NEW YORK – Wall Street rose in early trading Monday, boosted by China's $586 billion stimulus package, a move that investors believe will help ease the global economic downturn.
The advance follows a rally in Asia and Europe after China announced plans to boost its economy through a mix of spending, subsidies, looser credit policies and tax cuts. The package was seen as a benefit to multinational companies such as General Electric Co. and Caterpillar Inc.
Also boosting U.S. markets, the government on Monday provided new financial assistance to troubled insurance giant American International Group Inc., including pouring $40 billion into the company in return for partial ownership. The action was announced jointly by the Federal Reserve and the Treasury Department.
All told, the moves, on top of the bailout of AIG announced in September, boost aid to the company to around $150 billion. The insurer, whose shares surged 26 percent to $2.65, also announced a $24.47 billion loss for the third quarter.
The Dow Jones industrial average rose 141.38, or 1.58 percent, to 9,085.19.
Broader indexes also surged. The Standard & Poor's 500 index jumped 12.78, or 1.37 percent, to 943.77; and the Nasdaq composite index rose 15.61, or 0.95 percent, to 1,663.01.
Last week, the major indexes each lost about 4 percent. Trading this week is expected to remain volatile, but analysts have predicted the market will remain turbulent as it tries to recover from October's devastating losses.

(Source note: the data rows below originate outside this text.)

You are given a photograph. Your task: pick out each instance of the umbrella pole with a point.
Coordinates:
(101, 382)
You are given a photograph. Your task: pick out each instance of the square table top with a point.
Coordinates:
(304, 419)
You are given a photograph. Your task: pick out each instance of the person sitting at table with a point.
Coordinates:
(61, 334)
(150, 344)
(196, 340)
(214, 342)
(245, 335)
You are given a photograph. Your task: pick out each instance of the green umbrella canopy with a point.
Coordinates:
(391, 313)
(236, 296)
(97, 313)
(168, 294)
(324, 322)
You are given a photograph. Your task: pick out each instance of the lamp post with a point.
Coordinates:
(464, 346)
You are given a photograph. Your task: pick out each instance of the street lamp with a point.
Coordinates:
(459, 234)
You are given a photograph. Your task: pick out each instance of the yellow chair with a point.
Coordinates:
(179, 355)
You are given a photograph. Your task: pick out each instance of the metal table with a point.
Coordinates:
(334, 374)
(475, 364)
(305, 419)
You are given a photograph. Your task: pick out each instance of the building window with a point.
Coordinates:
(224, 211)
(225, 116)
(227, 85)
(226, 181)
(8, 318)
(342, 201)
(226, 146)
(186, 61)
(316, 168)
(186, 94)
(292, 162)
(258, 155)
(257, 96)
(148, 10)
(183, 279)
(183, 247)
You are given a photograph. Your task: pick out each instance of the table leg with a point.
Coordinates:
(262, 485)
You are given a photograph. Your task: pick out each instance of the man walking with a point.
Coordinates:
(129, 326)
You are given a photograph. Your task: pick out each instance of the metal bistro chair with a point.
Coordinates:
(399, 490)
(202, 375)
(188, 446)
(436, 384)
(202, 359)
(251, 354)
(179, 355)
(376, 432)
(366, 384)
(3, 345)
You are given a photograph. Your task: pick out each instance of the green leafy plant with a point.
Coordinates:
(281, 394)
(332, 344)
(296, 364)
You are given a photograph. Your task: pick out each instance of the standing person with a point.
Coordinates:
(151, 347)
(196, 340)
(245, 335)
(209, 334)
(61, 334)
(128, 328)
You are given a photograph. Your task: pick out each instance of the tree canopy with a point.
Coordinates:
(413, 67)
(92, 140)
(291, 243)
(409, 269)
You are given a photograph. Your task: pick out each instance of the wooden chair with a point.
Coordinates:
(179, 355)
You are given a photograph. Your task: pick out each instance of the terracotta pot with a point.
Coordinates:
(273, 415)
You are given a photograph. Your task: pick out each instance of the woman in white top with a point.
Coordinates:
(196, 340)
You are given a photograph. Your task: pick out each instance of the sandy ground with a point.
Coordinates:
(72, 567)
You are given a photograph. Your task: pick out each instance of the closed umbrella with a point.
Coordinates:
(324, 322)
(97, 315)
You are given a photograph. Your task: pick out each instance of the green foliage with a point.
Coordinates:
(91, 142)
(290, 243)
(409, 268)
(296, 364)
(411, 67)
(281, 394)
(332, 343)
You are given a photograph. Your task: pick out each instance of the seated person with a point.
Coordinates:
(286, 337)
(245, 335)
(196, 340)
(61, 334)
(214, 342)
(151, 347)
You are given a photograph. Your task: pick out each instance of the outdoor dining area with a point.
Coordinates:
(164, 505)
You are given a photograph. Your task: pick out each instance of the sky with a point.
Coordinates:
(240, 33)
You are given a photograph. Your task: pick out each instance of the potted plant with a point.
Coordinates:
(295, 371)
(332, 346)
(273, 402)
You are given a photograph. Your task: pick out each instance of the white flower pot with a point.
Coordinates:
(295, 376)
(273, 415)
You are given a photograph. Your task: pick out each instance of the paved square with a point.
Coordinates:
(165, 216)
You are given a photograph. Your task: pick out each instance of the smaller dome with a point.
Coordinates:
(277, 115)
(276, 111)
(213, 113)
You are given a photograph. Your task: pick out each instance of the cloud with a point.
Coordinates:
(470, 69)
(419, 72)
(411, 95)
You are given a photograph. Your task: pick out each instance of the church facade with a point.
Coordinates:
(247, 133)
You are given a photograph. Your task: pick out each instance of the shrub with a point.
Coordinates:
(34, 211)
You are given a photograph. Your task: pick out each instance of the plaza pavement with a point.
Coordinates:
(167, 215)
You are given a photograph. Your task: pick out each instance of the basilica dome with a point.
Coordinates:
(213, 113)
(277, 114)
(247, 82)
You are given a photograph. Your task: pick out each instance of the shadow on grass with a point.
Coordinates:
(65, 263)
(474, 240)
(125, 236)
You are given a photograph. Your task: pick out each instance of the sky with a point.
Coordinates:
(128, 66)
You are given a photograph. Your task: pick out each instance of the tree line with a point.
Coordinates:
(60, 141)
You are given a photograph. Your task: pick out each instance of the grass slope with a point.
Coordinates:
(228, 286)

With stocks higher, investors moved out of the relative safety of government bonds. The three-month Treasury bill's yield rose to 0.32 percent from 0.28 percent late Friday. A higher yield indicates less demand. The yield on the benchmark 10-year Treasury note rose to 3.81 percent from 3.79 percent late Friday.
Oil prices jumped above $63 a barrel Monday in Asia as regional stock markets rallied on China's economic stimulus plan, which could underpin demand for crude. A barrel of light sweet crude rose $3.10 to $64.14 on the New York Mercantile Exchange.
With no major economic data due during the session, Wall Street turns to corporate news for direction. Investors later this week will pore over a stream of reports, including retail sales, the labor market and consumer sentiment.
Investors are watching for developments with General Motors Corp., Chrysler and Ford Motor Co. after the automakers met with congressional leaders last week in hopes of securing financial help. GM fell 75 cents, or 17.2 percent, to $3.61, while Ford shed 2 cents to $2.00.
Democratic leaders in Congress asked the Bush administration on Saturday to provide more aid to the struggling auto industry, which is losing money and jobs as sales have dropped to their lowest level in a quarter century. House Speaker Nancy Pelosi and Senate Majority Leader Harry Reid said in a letter to Treasury Secretary Henry Paulson that the administration should consider expanding the $700 billion bailout program to include car companies.
Citigroup Inc. is in talks to acquire a regional bank to boost the bank's presence in areas it already operates, including the Northeast, California and Texas, according to a report in The Wall Street Journal. The report, which did not name a potential target, said that Chief Executive Vikram Pandit is attempting to broaden the bank's deposit base.
Shares of the bank rose 28 cents, or 2.4 percent, to $12.10.
Power generator NRG Energy Inc. on Sunday rejected an unsolicited $6.1 billion all-stock bid from nuclear power giant and utility operator Exelon Corp., calling the offer too low. The deal would create the nation's largest power company.
Shares of NRG fell 54, 2.3 percent, $23.32. Exelon rose 40 cents to $54.32.
The Russell 2000 index of smaller companies rose 4.58, or 0.91 percent, to 510.37.
Overseas, Japan's Nikkei stock average closed up 5.81 percent, and Hong Kong's Hang Seng index added 3.52 percent. In Europe, the Britain's FTSE 100 rose 2.04 percent, Germany's DAX added 2.55 percent, and France's CAC-40 rose 2.14 percent.